Rosengren sees Fed exceeding inflation, unemployment targets by mid-2017
Rate-setters in the US had the luxury of waiting a little before moving on rates so as to get it "just right" but with the central bank set to exceed its goals, the risk existed of waiting too long, a top policymaker said.
Echoing remarks made on 14 October, Boston Fed president Eric Rosengren said in an interview with Reuters that: "We have the luxury right now to make a change, wait a little while, see what the impact is."
Nevertheless, and in line with the position he staked out at the Federal Reserve's last policy meeting on 21 September, Rosengren forecast the US unemployment rate will fall to 4.7% and inflation top the central bank's 2% target by the middle of 2017.
Those projections, the central banker argued, is why he voted for an immediate interest rate hike in September.
"If you wait too long ... the more likely you are going to have to do it more quickly ... The less likely you are to calibrate it just right."

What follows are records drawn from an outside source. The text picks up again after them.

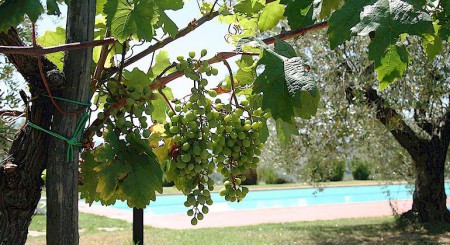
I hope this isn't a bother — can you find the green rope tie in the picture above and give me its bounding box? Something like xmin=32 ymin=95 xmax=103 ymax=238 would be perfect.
xmin=28 ymin=95 xmax=91 ymax=162
xmin=28 ymin=113 xmax=89 ymax=162
xmin=44 ymin=94 xmax=91 ymax=106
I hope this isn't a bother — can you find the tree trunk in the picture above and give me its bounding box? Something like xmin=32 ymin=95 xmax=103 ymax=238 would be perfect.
xmin=405 ymin=127 xmax=450 ymax=223
xmin=358 ymin=88 xmax=450 ymax=224
xmin=47 ymin=0 xmax=96 ymax=244
xmin=0 ymin=29 xmax=64 ymax=244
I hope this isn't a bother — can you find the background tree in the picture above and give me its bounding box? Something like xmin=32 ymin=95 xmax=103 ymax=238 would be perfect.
xmin=0 ymin=0 xmax=450 ymax=244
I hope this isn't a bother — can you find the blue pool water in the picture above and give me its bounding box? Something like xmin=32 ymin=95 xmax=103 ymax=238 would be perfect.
xmin=95 ymin=183 xmax=450 ymax=215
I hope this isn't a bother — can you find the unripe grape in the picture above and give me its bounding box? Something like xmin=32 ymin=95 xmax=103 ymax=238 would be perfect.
xmin=142 ymin=129 xmax=151 ymax=138
xmin=197 ymin=213 xmax=203 ymax=220
xmin=191 ymin=218 xmax=198 ymax=225
xmin=219 ymin=189 xmax=228 ymax=197
xmin=126 ymin=98 xmax=134 ymax=106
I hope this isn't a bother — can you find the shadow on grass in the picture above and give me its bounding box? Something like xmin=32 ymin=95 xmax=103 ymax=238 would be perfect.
xmin=284 ymin=222 xmax=450 ymax=244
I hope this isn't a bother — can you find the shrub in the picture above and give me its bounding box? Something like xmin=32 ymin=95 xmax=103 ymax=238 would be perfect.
xmin=328 ymin=160 xmax=345 ymax=181
xmin=352 ymin=159 xmax=372 ymax=180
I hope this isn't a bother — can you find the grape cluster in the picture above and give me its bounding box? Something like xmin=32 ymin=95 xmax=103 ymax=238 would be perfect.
xmin=166 ymin=50 xmax=219 ymax=225
xmin=166 ymin=51 xmax=270 ymax=225
xmin=213 ymin=100 xmax=270 ymax=202
xmin=97 ymin=80 xmax=155 ymax=138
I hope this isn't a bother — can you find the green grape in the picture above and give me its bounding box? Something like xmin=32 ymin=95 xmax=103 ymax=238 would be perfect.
xmin=191 ymin=218 xmax=198 ymax=225
xmin=197 ymin=213 xmax=203 ymax=220
xmin=208 ymin=90 xmax=217 ymax=98
xmin=126 ymin=98 xmax=134 ymax=106
xmin=219 ymin=189 xmax=228 ymax=197
xmin=142 ymin=129 xmax=151 ymax=138
xmin=181 ymin=142 xmax=191 ymax=151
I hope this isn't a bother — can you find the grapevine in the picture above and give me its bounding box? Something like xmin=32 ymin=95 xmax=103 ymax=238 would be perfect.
xmin=165 ymin=50 xmax=270 ymax=225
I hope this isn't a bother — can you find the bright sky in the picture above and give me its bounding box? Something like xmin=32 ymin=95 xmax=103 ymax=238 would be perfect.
xmin=37 ymin=1 xmax=237 ymax=98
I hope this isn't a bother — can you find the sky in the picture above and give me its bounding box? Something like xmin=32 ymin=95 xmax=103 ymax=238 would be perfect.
xmin=37 ymin=0 xmax=237 ymax=98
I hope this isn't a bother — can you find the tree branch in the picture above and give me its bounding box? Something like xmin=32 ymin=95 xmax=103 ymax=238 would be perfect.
xmin=0 ymin=28 xmax=64 ymax=89
xmin=83 ymin=21 xmax=328 ymax=141
xmin=346 ymin=87 xmax=428 ymax=158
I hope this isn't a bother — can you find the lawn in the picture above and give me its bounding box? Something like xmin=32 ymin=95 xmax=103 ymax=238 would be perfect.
xmin=27 ymin=213 xmax=450 ymax=245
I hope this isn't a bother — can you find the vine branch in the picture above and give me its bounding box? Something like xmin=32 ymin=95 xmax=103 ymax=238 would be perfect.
xmin=83 ymin=21 xmax=328 ymax=140
xmin=0 ymin=38 xmax=115 ymax=55
xmin=223 ymin=60 xmax=239 ymax=106
xmin=158 ymin=88 xmax=177 ymax=115
xmin=120 ymin=11 xmax=219 ymax=67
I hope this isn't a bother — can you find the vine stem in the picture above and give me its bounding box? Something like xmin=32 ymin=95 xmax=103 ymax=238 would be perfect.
xmin=150 ymin=21 xmax=328 ymax=89
xmin=0 ymin=38 xmax=115 ymax=55
xmin=223 ymin=60 xmax=239 ymax=106
xmin=158 ymin=89 xmax=177 ymax=115
xmin=83 ymin=21 xmax=328 ymax=142
xmin=91 ymin=29 xmax=110 ymax=91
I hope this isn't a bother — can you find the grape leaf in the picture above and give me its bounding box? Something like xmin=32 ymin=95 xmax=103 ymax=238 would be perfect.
xmin=422 ymin=34 xmax=443 ymax=59
xmin=327 ymin=0 xmax=375 ymax=49
xmin=103 ymin=0 xmax=158 ymax=41
xmin=46 ymin=0 xmax=61 ymax=15
xmin=36 ymin=27 xmax=66 ymax=70
xmin=79 ymin=151 xmax=100 ymax=204
xmin=275 ymin=119 xmax=299 ymax=146
xmin=157 ymin=12 xmax=178 ymax=37
xmin=0 ymin=0 xmax=44 ymax=31
xmin=258 ymin=0 xmax=284 ymax=31
xmin=284 ymin=57 xmax=320 ymax=119
xmin=147 ymin=50 xmax=175 ymax=79
xmin=319 ymin=0 xmax=345 ymax=20
xmin=274 ymin=39 xmax=297 ymax=58
xmin=375 ymin=45 xmax=409 ymax=90
xmin=280 ymin=0 xmax=314 ymax=28
xmin=233 ymin=0 xmax=264 ymax=17
xmin=96 ymin=160 xmax=131 ymax=203
xmin=123 ymin=67 xmax=152 ymax=92
xmin=121 ymin=136 xmax=163 ymax=208
xmin=234 ymin=55 xmax=256 ymax=86
xmin=153 ymin=138 xmax=174 ymax=163
xmin=351 ymin=0 xmax=434 ymax=86
xmin=155 ymin=0 xmax=184 ymax=11
xmin=152 ymin=87 xmax=173 ymax=123
xmin=95 ymin=0 xmax=107 ymax=15
xmin=422 ymin=24 xmax=443 ymax=59
xmin=253 ymin=40 xmax=320 ymax=122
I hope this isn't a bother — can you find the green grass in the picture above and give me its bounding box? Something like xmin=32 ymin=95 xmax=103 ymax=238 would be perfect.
xmin=27 ymin=213 xmax=450 ymax=245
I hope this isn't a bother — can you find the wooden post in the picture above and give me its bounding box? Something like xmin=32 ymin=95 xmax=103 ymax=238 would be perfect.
xmin=133 ymin=208 xmax=144 ymax=245
xmin=47 ymin=0 xmax=96 ymax=245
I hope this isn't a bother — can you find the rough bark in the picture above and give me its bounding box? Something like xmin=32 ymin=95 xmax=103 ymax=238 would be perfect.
xmin=0 ymin=28 xmax=64 ymax=244
xmin=356 ymin=88 xmax=450 ymax=223
xmin=47 ymin=0 xmax=96 ymax=244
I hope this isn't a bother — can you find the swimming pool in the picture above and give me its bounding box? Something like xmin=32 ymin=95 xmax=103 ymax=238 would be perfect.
xmin=94 ymin=183 xmax=450 ymax=215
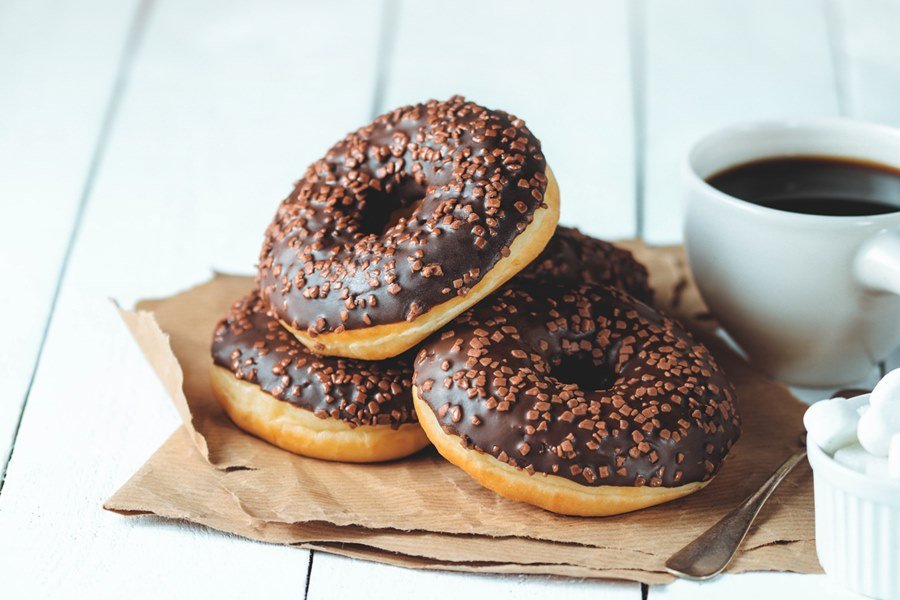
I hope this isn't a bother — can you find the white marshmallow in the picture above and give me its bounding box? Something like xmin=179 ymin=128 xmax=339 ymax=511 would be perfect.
xmin=834 ymin=444 xmax=888 ymax=479
xmin=856 ymin=402 xmax=900 ymax=456
xmin=869 ymin=369 xmax=900 ymax=406
xmin=803 ymin=394 xmax=869 ymax=454
xmin=888 ymin=433 xmax=900 ymax=479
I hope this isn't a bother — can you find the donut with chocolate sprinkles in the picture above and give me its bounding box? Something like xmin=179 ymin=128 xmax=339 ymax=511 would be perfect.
xmin=413 ymin=283 xmax=740 ymax=516
xmin=211 ymin=290 xmax=428 ymax=462
xmin=513 ymin=226 xmax=653 ymax=304
xmin=258 ymin=96 xmax=559 ymax=360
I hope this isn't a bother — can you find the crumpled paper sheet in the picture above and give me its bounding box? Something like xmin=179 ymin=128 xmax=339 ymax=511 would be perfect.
xmin=105 ymin=242 xmax=821 ymax=583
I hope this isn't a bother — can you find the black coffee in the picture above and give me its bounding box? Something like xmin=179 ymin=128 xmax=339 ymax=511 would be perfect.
xmin=707 ymin=156 xmax=900 ymax=217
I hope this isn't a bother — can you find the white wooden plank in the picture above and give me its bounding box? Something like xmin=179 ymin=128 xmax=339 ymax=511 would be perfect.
xmin=307 ymin=552 xmax=641 ymax=600
xmin=0 ymin=0 xmax=137 ymax=473
xmin=641 ymin=0 xmax=838 ymax=243
xmin=0 ymin=0 xmax=380 ymax=598
xmin=381 ymin=0 xmax=636 ymax=238
xmin=831 ymin=0 xmax=900 ymax=127
xmin=647 ymin=573 xmax=861 ymax=600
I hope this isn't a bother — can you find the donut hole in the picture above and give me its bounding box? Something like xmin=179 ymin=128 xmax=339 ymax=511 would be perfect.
xmin=359 ymin=177 xmax=425 ymax=236
xmin=550 ymin=352 xmax=618 ymax=391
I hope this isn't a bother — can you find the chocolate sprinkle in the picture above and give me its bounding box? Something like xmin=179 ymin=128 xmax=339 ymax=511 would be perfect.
xmin=258 ymin=96 xmax=547 ymax=336
xmin=413 ymin=282 xmax=740 ymax=487
xmin=212 ymin=290 xmax=417 ymax=429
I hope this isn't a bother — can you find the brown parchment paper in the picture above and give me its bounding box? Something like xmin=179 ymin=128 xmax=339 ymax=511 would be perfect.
xmin=105 ymin=242 xmax=820 ymax=583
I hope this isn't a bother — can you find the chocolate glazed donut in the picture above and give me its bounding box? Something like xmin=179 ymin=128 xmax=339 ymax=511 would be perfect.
xmin=211 ymin=291 xmax=428 ymax=462
xmin=258 ymin=97 xmax=559 ymax=360
xmin=413 ymin=282 xmax=740 ymax=516
xmin=513 ymin=226 xmax=653 ymax=304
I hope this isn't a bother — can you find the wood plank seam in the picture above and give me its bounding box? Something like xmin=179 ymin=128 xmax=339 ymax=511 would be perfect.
xmin=0 ymin=0 xmax=154 ymax=494
xmin=628 ymin=0 xmax=647 ymax=238
xmin=822 ymin=0 xmax=849 ymax=116
xmin=371 ymin=0 xmax=399 ymax=120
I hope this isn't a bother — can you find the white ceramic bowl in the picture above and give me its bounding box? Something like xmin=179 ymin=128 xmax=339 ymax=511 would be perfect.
xmin=807 ymin=441 xmax=900 ymax=599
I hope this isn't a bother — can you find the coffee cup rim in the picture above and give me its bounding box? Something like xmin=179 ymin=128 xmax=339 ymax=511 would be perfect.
xmin=682 ymin=117 xmax=900 ymax=226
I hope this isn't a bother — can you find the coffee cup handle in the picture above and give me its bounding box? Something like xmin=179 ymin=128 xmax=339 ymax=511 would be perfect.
xmin=853 ymin=228 xmax=900 ymax=296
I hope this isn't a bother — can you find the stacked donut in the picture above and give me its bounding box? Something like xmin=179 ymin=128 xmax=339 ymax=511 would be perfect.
xmin=212 ymin=97 xmax=740 ymax=515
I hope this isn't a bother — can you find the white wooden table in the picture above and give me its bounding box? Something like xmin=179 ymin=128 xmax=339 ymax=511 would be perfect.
xmin=0 ymin=0 xmax=900 ymax=600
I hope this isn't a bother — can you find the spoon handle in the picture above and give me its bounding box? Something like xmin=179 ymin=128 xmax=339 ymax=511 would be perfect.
xmin=666 ymin=448 xmax=806 ymax=580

During the Boston Fed's annual economic conference, chair Janet Yellen admitted the possibility that running a "high-pressure economy" might help undo damage from the 2007-2009 crisis that weighed on output and marginalised some workers.
For Rosengren, who did not dispute that, according to Reuters, his approach was about trying to determine just how tight labour markets could get without tying the monetary authority's hand behind its back.
"I want to probe, I don't want to plunge," he said. "I am getting more concerned about the optionality we are losing if we wait too long."